Let us plot the different convergence behaviours of our methods. In the plot below, you can see the history with the norm of the residuals and plotted against the iteration index.

# Plot the norm of the residual for all methods:
plt.figure(figsize=(15,10))

for key in res_dict:
    plt.semilogy(res_dict[key].res, label = key)
    

plt.legend(loc="upper right")
plt.title('Convergence results for different methods')
plt.xlabel('Number of iterations')
plt.ylabel("Norm of the residual")
plt.show()

../_images/b86e5966396ad5b60e5e7778a01a39a5e517bb5aff7ffffb28281af8c50d2a88.png

One can see that the Krylov methods provide really good convergence results and a convincing precision.

Krylov methods vs. scipy sparse solver

In order to improve the results even further and compete with the scipy.sparse.linalg.spsolve method, we will increase the precision of our algorithms even more:

# again the scipy solution
u_exact = spsolve(A, f)
print('norm of the residual (scipy) = {}'.format(np.linalg.norm(A.dot(u_exact)-f)))
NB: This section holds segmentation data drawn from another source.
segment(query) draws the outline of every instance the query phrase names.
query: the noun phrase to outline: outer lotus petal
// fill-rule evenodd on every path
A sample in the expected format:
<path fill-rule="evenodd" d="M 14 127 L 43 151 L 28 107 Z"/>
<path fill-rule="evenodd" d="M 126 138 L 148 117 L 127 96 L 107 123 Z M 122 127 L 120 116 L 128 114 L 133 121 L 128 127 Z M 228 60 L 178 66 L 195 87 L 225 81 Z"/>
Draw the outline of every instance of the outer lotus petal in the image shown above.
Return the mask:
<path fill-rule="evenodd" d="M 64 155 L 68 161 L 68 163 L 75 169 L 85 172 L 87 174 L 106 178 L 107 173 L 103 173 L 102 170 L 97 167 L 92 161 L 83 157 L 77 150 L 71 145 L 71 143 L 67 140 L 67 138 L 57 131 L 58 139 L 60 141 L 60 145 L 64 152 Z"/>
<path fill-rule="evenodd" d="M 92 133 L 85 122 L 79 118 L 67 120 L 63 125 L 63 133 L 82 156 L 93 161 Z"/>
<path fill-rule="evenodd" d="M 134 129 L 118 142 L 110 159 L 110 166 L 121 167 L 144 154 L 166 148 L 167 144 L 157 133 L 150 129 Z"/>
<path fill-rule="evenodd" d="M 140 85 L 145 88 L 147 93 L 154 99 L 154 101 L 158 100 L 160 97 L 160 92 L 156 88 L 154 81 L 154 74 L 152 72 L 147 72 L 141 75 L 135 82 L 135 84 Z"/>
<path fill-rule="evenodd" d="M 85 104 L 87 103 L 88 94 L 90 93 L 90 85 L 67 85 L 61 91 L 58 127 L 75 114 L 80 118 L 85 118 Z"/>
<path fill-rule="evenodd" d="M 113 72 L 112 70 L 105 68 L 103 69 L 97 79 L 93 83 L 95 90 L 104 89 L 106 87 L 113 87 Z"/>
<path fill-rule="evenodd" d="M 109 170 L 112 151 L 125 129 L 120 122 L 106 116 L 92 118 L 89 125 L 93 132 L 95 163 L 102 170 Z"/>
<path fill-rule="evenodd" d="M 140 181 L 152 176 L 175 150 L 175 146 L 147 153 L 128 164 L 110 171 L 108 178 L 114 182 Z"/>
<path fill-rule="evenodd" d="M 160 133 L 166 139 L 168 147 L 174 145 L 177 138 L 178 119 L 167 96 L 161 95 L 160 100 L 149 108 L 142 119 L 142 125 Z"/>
# cg with maximum precision
cg_options_prec = Options(tol_abs=1e-20, tol_rel=1e-20, nmax=1e5, results='all')
res_cg_prec = cg(A, f, cg_options_prec)
print('norm of the residual (cg) = {}'.format(
    np.linalg.norm(A@res_cg_prec.x - f)))

# gmres with maximum precision
gmres_options_prec = Options(tol_abs=1e-20, tol_rel=1e-20, nmax=1e5, results='all')
res_gmres_prec = gmres(A, f, gmres_options_prec)
print('norm of the residual (gmres) = {}'.format(
    np.linalg.norm(A@res_gmres_prec.x - f)))

norm of the residual (scipy) = 3.664556843905133e-15
norm of the residual (cg) = 1.1240026711206586e-14

norm of the residual (gmres) = 5.918863947170017e-14

This result is really good. Our algorithms are able to yield results in the order of the scipy.sparse.linalg.spsolve algorithm and thus convincing precision. Feel free to play around with the relative and absolute tolerances, as well as the maximum number of iterations.